[PATCH 01/24] fix default __strnlen_user macro

Ryan Mallon rmallon at gmail.com
Wed Aug 31 19:30:06 EDT 2011


On 01/09/11 07:26, Mark Salter wrote:
> The existing __strnlen_user macro simply resolved to strnlen. However, the
> count returned by strnlen_user should include the NULL byte. This patch
> fixes the __strnlen_user macro to include the NULL byte in the count.
>
> Signed-off-by: Mark Salter<msalter at redhat.com>
> ---
>   include/asm-generic/uaccess.h |    2 +-
>   1 files changed, 1 insertions(+), 1 deletions(-)
>
> diff --git a/include/asm-generic/uaccess.h b/include/asm-generic/uaccess.h
> index ac68c99..1d0fdf8 100644
> --- a/include/asm-generic/uaccess.h
> +++ b/include/asm-generic/uaccess.h
> @@ -289,7 +289,7 @@ strncpy_from_user(char *dst, const char __user *src, long count)
>    * Return 0 on exception, a value greater than N if too long
>    */
>   #ifndef __strnlen_user
> -#define __strnlen_user strnlen
> +#define __strnlen_user(s, n) (strnlen((s), (n)) + 1)
>   #endif

I don't think this is correct because if you hit maxlen you will add one 
to it. e.g. __strnlen_user("abcd\0", 3) would return 4 instead of 3.

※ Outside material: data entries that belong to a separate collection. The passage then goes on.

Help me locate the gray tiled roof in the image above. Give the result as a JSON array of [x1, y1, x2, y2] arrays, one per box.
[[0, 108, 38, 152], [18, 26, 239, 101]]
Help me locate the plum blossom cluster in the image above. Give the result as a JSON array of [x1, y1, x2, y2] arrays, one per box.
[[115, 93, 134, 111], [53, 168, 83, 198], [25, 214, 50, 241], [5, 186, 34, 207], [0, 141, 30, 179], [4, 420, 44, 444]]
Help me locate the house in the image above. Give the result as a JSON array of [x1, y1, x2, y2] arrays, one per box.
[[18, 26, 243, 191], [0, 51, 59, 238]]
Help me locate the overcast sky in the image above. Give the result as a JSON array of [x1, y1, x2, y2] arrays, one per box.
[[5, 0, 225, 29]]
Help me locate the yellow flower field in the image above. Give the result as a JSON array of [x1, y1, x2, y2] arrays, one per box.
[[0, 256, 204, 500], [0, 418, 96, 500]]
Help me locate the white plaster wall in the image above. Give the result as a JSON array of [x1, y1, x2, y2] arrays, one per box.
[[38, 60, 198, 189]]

It should probably be something like this:

#define __strnlen_user(s, n) ({		\
	size_t k = strnlen(s, n);	\
	k<  n ? k + 1 : n; })


I wonder if this change will break anything since it has been incorrect 
(according to the comment in uaccess.h at least) for a while. Why does 
__strnlen_user have different semantics to strnlen anway?